Under the preceding alterations, it is clear the player with $x$-$y$ of hearts now has the nut straight flush. The problem is that we must make certain this board does not duplicate one already appearing. It has no $y$ of diamonds in it, so it does not duplicate any of those with the $y$ of diamonds. On the other hand, those without the $y$ of diamonds were obtained by not altering the board at all. Thus, if it duplicates one of those, then the four hearts that make a nut straight flush with the $y$ of hearts are in the board for the $x$-$y$ offsuit hand. So some other player could have the $y$ of hearts, that is, the $x$-$y$ offsuit hand is vulnerable. So the board was never there in the first place.
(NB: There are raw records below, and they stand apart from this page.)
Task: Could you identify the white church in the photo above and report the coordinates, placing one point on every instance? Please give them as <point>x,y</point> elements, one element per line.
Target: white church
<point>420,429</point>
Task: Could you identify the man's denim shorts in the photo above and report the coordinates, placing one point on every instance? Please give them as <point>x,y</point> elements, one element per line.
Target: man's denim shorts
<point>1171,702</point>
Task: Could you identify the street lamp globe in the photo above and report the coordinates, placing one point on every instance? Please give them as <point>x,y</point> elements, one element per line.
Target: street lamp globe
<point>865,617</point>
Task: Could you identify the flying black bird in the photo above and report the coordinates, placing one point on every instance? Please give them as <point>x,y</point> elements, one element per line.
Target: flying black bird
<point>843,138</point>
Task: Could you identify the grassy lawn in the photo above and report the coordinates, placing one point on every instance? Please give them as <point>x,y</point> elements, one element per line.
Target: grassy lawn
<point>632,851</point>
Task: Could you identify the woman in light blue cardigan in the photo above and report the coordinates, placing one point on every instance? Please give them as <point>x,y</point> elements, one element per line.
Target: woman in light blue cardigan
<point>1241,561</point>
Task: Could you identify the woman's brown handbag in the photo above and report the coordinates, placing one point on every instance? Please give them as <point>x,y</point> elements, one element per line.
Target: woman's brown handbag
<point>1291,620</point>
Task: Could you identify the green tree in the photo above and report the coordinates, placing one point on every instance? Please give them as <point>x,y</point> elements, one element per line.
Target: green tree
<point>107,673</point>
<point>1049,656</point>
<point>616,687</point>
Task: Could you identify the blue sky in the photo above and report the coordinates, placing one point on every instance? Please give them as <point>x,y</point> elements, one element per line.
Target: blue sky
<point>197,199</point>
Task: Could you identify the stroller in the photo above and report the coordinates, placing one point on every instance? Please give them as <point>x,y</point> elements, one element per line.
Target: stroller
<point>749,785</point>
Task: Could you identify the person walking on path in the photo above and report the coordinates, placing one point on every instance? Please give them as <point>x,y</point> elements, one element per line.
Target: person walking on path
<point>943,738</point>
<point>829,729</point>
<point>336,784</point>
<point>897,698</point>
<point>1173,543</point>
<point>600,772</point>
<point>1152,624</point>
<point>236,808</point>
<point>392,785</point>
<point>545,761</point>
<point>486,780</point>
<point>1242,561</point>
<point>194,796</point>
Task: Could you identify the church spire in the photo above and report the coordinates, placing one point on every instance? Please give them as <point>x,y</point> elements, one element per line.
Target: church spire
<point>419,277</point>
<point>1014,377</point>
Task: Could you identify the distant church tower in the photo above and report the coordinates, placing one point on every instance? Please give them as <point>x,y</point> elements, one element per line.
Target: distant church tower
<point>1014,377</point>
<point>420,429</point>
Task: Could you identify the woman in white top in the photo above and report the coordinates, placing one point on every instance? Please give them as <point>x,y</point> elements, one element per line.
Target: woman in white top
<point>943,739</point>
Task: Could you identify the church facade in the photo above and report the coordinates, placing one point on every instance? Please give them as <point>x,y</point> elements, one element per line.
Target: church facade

A board with four diamonds, the $y$ of hearts, and making a nut flush for the $y$ of diamonds that is not a straight flush is altered in a different way. We change the three diamonds of largest ranks to the corresponding hearts, change the smallest diamond to a spade, and change the $y$ of hearts to the $y$ of spades. Clearly, this board makes the $x$-$y$ of hearts the nut flush. These boards are distinct because they are the first collection with only three hearts.

The boards with four or five diamonds and no $y$ of hearts are altered in the same way as those we just did. When the $y$ of diamonds produces the nut straight flush, we convert all diamonds to hearts and leave the others unaltered. When the $y$ of diamonds produces the nut flush that is not a straight flush, we convert the three diamonds of biggest ranks to the corresponding hearts, the remaining diamonds to spades of the same rank, and any other cards unaltered.

It is easy to see all the boards make $x$-$y$ of hearts the nuts. None of the new boards duplicate any of the preceding boards using arguments similar to what we did above.

The above scheme has established a correspondence between all the boards for which $x$-$y$ offsuit is a nut flush and some of the boards for which $x$-$y$ of hearts is a nut flush. All we need is one extra board for the latter hand. We obtain it by choosing a set of three hearts which gives us a nut flush together with $x$-$y$ of hearts and adding two clubs that do not pair the board. This board clearly does not duplicate any of the others.

We now have proved there are more boards making suited $x$-$y$ the nuts than there are boards for $x$-$y$ offsuit.

In Part I, I wrote that there would be three parts, but the discussion has expanded as hidden facets have emerged. In the next part, we shall consider the ranks of the suited cards.